The quality of the included studies was assessed by a modified quality assessment tool that had been previously designed for observational studies. The effects of studies were combined with the study quality score using a best-evidence synthesis model.
Thirty-six observational studies involving 2,439 patients with
SSI after spinal CRM1 inhibitor surgery were identified. The included studies covered a wide range of indications and surgical procedures. These articles were published between 1998 and 2012. According to the quality assessment criteria for included studies, 15 studies were deemed to be high-quality studies, 5 were moderate-quality studies, and 16 were low-quality studies. A total of 46 independent factors were evaluated for risk of SSI. There was strong evidence for six factors, including obesity/BMI, longer operation times, diabetes, smoking, history of previous SSI and type of surgical procedure. We also identified 8 moderate-evidence, 31 limited-evidence and 1 conflicting-evidence factors.
Although there is no conclusive evidence for why postoperative
SSI occurs, these data provide evidence to guide clinicians in admitting patients who will learn more have spinal operations and to choose an optimal prophylactic strategy. Further research is still required to evaluate the effects of these above risk factors.”
“Background: Little is known about geographic differences in health status among patients with chronic obstructive pulmonary disease (COPD). Objectives: The aim of this study was to examine regional variations in self-reported health status of COPD patients at 7 Veterans Affairs clinics. Methods: The Ambulatory Care Quality Improvement Project was a multicenter,
randomized trial conducted from 1997 to 2000 that evaluated a quality improvement intervention in the primary care setting. Four thousand and nine participants with COPD (age 6 45 years) completed the Seattle Obstructive Lung Disease GW2580 supplier Questionnaire (SOLDQ) and 2,991 also completed the Medical Outcomes Study 36-item short form (SF-36).
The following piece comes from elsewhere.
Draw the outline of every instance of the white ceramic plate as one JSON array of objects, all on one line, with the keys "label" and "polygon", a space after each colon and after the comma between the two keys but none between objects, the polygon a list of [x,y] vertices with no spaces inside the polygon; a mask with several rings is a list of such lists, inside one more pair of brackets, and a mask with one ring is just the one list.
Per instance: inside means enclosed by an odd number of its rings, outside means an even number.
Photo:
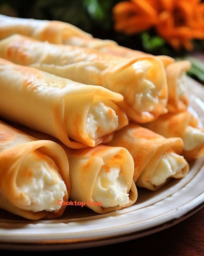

The unadjusted maximal difference in health status scores is reported as the ratio of the highest and lowest site prevalence. We report the maximal site difference in mean health status scores after adjusting for demographics, comorbidities, utilization, medication use and clinic factors. Results: Subjects were predominantly older (66.5 +/- 9.2 years) Caucasian (83.2%) men (97.9%). After adjustment, the maximal site difference for each health status score was significant (p < 0.01) but larger for the SOLDQ (physical 11.2, emotional 9.7, coping skills 7.6) than for the SF-36 (physical component summary 4.7, mental component summary 2.6). Most of the health status variation was explained by individual or clinic level factors, not clinic site.